Пока они разговаривали, вечерние сумерки окончательно потемнели, и в безоблачном осеннем небе зажглись яркие звезды. Ночной холодок начинал уже прохватывать стоявшего тут же без дела Чагина, которому давно хотелось в комнаты.
Наконец Лысков, словно нарочно тянувший расспросы, толкнул ногой дверь и вошел в сени. Чагин последовал за ним.
Трактирщик повел их по узкой деревянной лестнице наверх, сняв со стены зажженный фонарь. Лысков был впереди. Поднявшись по лестнице, он миновал было первую маленькую дверь направо, но трактирщик остановил его и, отворив дверь, сказал, что эта комната свободна. Лысков остановился.

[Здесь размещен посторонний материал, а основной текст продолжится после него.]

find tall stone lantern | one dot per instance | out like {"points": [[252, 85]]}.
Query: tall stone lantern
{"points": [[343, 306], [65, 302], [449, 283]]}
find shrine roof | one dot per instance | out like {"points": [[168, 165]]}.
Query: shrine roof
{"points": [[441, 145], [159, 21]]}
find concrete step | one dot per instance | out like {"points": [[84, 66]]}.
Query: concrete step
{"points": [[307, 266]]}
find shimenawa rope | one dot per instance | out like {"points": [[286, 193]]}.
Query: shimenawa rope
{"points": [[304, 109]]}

– Ах, только не эта! – вырвалось у него.
Чагин с удивлением глянул в лицо приятеля, освещенное фонарем, который приподнял трактирщик, видимо, тоже пораженный.
– Отчего же не эта? – заговорил он. – Это самая лучшая моя комната: тут и комод, и часы. Отличная комната. Да, кажется, господин здесь жил когда-то, – добавил вдруг трактирщик, точно внезапно узнав Лыскова и обрадовавшись, что усилия воспоминания, с которыми он все время вглядывался в гостя, увенчались успехом.

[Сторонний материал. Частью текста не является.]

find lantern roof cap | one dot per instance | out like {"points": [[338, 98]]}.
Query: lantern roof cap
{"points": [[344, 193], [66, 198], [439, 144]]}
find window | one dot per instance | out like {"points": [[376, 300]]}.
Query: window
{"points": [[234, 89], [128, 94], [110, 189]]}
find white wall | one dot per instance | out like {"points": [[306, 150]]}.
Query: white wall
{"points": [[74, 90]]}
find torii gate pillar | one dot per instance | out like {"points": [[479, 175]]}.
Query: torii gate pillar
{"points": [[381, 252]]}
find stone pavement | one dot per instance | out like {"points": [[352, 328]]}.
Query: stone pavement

Незнакомая до сих пор Чагину складка на лбу Лыскова между бровей, появившаяся теперь у него, стала еще заметнее; он явно с трудом сделал над собой усилие и, не дав далее распространиться воспоминаниям трактирщика, решительно шагнул через порог комнаты.
– Хорошо, хорошо, – проговорил он, – мы берем эту комнату.
Через несколько минут комната приняла жилой вид и, как всегда это бывает, сейчас же получила какой-то неуловимый отпечаток лиц, остановившихся в ней.
Принесли вьюки с лошадей, потребовали у трактирщика вина и ужин. Солдаты достали таз и кувшин с водой для умывания. Хлопотал один Чагин. Лысков, как вошел, так опустился у окна и сидел, следя безучастным взглядом за хлопотами приятеля. Он не хотел ни умыться, ни переодеться и, только чтобы не обидеть Чагина, придвинулся к столу, накрытому уже скатертью и уставленному тарелками и стаканами. Однако, когда принесли шипевшую на сковороде яичницу и блюдо говядины с луковым соусом, Лысков отказался от того и другого. Он, точно не замечая, что делает, налил лишь полный стакан вина, выпил его залпом и снова сейчас же наполнил опять.